What are some titles you remember loving? Or hating?


  1. 1. Madeline L'Engles Austin Family series - including my all time fave "A Ring of Endless Light" (teens! marine biology! dolphins! moonlit night swims! *sigh*)

    2. We also LOVED "The Wolves of Willowby Chase"!

    3. OOO and what about, when we were teens, those fantastic Mary Stewart books (not the Arthur ones, which I didn't really like) but the romantic ones in France and Greece and such whose plot was always about a smart and young governess/teacher and a dashing and misunderstood dark haired man? "Nine Coaches Waiting"/"The Moonspinners"/"My Brother Michael"? I LOVED those!!

  2. Just re-read Flicka this summer, and it wears well. :)

  3. Oooo!! Tops on the list -- The Westing Game by Ellen Raskin. And, yes, Agatha Christie later on! Then there was Life on the Mississippi, read over a summer on the pull out couch/bed in my grandparents' den...The Tolkein series, Mrs. PiggleWiggle... goodness, I am jumping around on the ages, but this is such a fun question! I also remember setting the environment depending on the book... cup of tea with an A.Christie, tossed in the backpack and read on rock with The Hideaway or My Side of the Mountain...

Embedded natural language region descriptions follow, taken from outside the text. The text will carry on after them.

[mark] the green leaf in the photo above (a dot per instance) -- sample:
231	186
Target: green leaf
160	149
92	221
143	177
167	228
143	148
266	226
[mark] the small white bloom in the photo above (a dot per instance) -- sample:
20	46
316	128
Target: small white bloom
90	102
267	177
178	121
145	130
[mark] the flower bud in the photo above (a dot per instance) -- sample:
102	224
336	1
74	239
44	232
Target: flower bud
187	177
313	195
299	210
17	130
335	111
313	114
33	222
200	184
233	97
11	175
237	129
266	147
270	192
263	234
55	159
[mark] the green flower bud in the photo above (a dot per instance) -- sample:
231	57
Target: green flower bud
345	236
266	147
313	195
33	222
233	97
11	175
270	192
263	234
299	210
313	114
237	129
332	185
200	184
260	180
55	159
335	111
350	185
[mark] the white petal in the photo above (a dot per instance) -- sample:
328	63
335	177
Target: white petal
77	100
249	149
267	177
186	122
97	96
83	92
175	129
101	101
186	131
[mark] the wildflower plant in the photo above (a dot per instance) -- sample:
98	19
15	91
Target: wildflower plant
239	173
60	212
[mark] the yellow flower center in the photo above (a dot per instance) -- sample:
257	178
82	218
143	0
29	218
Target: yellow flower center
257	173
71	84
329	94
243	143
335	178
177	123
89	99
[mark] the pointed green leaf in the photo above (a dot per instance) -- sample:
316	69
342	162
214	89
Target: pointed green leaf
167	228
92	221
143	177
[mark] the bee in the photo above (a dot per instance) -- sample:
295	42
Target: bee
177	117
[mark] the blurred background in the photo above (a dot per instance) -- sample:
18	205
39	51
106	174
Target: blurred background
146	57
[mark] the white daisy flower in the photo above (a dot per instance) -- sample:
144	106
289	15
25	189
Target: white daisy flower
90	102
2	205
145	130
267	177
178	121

  4. OF COURSE the Mary Stewart books...They actually appeared on my list at about 13, so they didn't get into the blog entry. But thoughts of Nine Coaches Waiting and My Brother Michael make me crave that hot cup of tea and a quiet corner...(especially now that I have the boxed set from..ahem...someone really important). I could list books all day...

  5. As a kid I was hugely into both Beverly Cleary (Ramona) and Ann M. Martin (the Baby-sitters Club), which I still take the time to read over again as an adult. I even got the chance to do a phone interview with Ms. Martin over the summer which was absolutely the coolest thing ever.

  6. Oh, I love these! I re-read The Dark Is Rising every year, and I go back to Z for Zachariah and Mrs Frisby often as well. It's not just that they're great stories, it's that they summon up that memory of being able to just slip away into a book at that age. Not that we don't still!